As of late June, nearly 20,000 patients and almost 900 doctors had registered in Florida. Whatever critics say about the law, Walker says it is already achieving its main goal of relieving pain and improving the conditions of patients with serious medical problems.

“We’re hearing from people who are no longer having seizures, patients whose tumors have gone into remissions,” says Walker. Medical marijuana is also going to play a big role in bringing down the opioid epidemic because it is a safe, natural way to control pain.”

THC is to marijuana what alcohol is to booze, and doctors are authorized to prescribe a variety of potencies. A typical joint might have 12 percent THC, Walker says. Trulieve offers products with up to 85 percent THC, which are for cancer patients and others who are in severe pain.

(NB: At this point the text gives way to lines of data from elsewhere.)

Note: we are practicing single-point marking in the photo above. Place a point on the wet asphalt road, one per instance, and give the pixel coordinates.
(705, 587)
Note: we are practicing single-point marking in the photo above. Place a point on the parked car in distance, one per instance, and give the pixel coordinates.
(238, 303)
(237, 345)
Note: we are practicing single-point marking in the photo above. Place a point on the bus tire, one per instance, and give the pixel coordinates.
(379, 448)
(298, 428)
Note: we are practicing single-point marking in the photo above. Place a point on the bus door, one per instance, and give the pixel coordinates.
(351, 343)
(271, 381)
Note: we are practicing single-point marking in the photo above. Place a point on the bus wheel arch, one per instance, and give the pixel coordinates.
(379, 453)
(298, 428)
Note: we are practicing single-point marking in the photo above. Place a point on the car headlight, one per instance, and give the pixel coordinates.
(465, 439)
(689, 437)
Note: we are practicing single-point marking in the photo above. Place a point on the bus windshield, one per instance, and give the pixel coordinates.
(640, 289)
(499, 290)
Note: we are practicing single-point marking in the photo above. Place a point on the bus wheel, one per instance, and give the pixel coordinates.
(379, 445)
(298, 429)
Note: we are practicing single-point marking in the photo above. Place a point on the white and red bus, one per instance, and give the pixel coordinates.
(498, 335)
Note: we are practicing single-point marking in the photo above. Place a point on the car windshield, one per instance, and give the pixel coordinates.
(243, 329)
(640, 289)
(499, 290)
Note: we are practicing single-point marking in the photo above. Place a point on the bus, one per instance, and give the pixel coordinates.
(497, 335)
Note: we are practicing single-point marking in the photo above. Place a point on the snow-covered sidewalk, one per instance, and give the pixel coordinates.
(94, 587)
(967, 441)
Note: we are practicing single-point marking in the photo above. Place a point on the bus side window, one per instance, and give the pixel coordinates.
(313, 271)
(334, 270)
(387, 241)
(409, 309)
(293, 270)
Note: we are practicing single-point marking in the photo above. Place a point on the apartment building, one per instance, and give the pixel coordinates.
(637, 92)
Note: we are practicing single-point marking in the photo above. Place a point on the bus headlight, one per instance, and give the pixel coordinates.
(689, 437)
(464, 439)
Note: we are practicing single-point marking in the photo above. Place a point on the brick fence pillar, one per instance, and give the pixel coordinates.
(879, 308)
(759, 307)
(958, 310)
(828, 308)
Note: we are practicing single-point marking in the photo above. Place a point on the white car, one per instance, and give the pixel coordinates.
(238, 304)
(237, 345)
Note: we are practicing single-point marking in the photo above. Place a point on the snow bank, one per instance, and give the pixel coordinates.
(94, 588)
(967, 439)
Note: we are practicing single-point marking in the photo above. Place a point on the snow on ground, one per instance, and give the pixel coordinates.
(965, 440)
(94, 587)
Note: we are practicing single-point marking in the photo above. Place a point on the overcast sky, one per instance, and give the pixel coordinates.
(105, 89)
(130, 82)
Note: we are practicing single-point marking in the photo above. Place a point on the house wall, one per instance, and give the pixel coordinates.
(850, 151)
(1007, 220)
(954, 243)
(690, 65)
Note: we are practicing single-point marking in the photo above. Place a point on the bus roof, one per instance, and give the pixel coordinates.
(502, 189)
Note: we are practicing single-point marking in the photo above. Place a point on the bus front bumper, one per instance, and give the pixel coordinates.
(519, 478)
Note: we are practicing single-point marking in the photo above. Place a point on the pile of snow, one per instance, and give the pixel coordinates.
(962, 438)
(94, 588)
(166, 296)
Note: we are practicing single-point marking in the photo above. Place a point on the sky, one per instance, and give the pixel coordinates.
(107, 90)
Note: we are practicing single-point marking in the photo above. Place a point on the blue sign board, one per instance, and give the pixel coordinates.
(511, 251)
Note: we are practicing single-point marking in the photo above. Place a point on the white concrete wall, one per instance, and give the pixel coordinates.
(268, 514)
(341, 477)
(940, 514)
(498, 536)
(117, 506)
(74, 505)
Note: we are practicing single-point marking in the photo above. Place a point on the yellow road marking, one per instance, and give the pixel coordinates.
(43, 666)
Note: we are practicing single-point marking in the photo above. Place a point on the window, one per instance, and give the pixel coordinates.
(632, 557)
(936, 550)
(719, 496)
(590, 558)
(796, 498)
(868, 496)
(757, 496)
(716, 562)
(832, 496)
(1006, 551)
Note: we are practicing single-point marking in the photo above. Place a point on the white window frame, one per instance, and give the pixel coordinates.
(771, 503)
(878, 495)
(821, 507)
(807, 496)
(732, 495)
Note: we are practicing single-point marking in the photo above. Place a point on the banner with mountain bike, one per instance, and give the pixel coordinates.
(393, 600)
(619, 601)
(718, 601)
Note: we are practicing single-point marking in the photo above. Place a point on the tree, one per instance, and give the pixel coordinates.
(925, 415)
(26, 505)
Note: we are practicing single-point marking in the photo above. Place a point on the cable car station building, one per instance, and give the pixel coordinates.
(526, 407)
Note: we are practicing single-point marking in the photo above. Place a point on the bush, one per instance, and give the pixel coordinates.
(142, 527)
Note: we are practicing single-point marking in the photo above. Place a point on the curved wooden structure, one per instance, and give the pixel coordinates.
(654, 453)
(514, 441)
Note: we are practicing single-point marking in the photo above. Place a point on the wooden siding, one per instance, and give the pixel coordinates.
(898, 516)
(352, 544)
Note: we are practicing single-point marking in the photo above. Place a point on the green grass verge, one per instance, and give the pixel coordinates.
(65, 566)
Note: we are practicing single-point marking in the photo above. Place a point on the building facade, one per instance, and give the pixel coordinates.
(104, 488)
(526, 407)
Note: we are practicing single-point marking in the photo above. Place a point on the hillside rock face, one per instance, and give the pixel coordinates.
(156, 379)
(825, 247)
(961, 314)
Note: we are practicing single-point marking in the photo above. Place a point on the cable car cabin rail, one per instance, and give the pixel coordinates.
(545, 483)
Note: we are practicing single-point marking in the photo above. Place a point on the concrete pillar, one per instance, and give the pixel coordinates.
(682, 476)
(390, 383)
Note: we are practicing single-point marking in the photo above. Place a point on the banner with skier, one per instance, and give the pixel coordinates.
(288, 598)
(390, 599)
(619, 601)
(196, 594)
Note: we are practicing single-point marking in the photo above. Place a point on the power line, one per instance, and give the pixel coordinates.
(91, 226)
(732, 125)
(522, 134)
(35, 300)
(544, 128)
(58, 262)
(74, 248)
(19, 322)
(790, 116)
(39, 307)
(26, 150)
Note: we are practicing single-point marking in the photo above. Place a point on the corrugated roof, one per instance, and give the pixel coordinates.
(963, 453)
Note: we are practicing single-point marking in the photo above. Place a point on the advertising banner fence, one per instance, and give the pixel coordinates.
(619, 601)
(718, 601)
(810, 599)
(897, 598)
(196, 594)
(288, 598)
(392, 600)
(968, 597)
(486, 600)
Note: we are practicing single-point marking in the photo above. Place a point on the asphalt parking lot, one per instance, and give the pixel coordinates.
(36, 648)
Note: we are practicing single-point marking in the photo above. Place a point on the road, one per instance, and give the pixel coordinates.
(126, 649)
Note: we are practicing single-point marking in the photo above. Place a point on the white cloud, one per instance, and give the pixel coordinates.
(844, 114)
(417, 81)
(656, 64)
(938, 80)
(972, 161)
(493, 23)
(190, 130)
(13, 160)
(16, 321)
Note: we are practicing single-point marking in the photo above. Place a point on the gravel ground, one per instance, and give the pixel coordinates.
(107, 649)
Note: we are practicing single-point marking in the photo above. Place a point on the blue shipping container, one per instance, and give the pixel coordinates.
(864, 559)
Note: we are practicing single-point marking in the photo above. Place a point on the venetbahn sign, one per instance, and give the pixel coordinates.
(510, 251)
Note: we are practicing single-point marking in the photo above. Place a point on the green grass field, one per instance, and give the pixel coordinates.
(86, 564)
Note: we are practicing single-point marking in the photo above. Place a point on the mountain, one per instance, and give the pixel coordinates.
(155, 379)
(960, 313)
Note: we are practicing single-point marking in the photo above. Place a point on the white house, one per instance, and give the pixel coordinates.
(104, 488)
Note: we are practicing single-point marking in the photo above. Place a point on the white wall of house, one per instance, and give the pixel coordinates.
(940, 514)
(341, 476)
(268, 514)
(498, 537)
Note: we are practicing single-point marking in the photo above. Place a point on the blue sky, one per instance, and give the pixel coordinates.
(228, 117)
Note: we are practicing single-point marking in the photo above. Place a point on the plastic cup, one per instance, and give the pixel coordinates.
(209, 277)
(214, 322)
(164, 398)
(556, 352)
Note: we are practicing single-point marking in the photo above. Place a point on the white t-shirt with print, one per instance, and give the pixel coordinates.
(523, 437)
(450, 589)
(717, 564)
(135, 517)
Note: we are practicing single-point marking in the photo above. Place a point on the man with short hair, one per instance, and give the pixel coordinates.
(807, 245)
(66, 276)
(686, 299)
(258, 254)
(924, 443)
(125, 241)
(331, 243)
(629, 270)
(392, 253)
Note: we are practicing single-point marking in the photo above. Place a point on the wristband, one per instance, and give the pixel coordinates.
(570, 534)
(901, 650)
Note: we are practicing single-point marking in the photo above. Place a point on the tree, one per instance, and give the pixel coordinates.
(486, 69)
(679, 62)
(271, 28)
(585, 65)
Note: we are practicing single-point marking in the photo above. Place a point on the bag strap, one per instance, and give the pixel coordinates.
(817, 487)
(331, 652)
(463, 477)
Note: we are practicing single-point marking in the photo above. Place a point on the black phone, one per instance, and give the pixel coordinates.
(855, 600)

Dr. Christopher Newcomb, an internal medicine specialist in Sarasota, says he is “very disappointed” with how the state has enacted Amendment 2, saying the rules have been confusing and the state has ceded too much control to the Department of Health.

Newcomb also says the prohibition on smoking the drug was unwarranted, adding that, in some cases smoking makes sense medically. Despite his reservations, however, Newcomb predicts that the legalization of “medical cannabis”— he prefers not to call it pot or marijuana—will have vast benefits for Floridians.

“I am so tired of the opioid poisoning,” Newcomb says. “Medical cannabis is far preferable in many cases. I was in a traumatic car accident four years ago. I infinitely would have preferred medical cannabis for the pain instead of opioids, but that was not an option.”

Doctors rather than legislators should be making medical decisions, he says. “Obviously, we’re not going to be giving it to the 19-year-old kid who wants weed because he says he hurt his knee playing basketball,” says Newcomb. “Doctors need the discretion to act in the best interests of their patients.”

Newcomb says, the legalization will promote research about a drug that has been understudied and stigmatized. Under the new law, doctors are required to submit patients’ charts to the Department of Health, which will allow experts to study marijuana’s effect on patients suffering from ALS, cancer, glaucoma and other diseases.

“Florida is going to be at the forefront of research,” Newcomb says. “That’s one of the best things to come out of this.”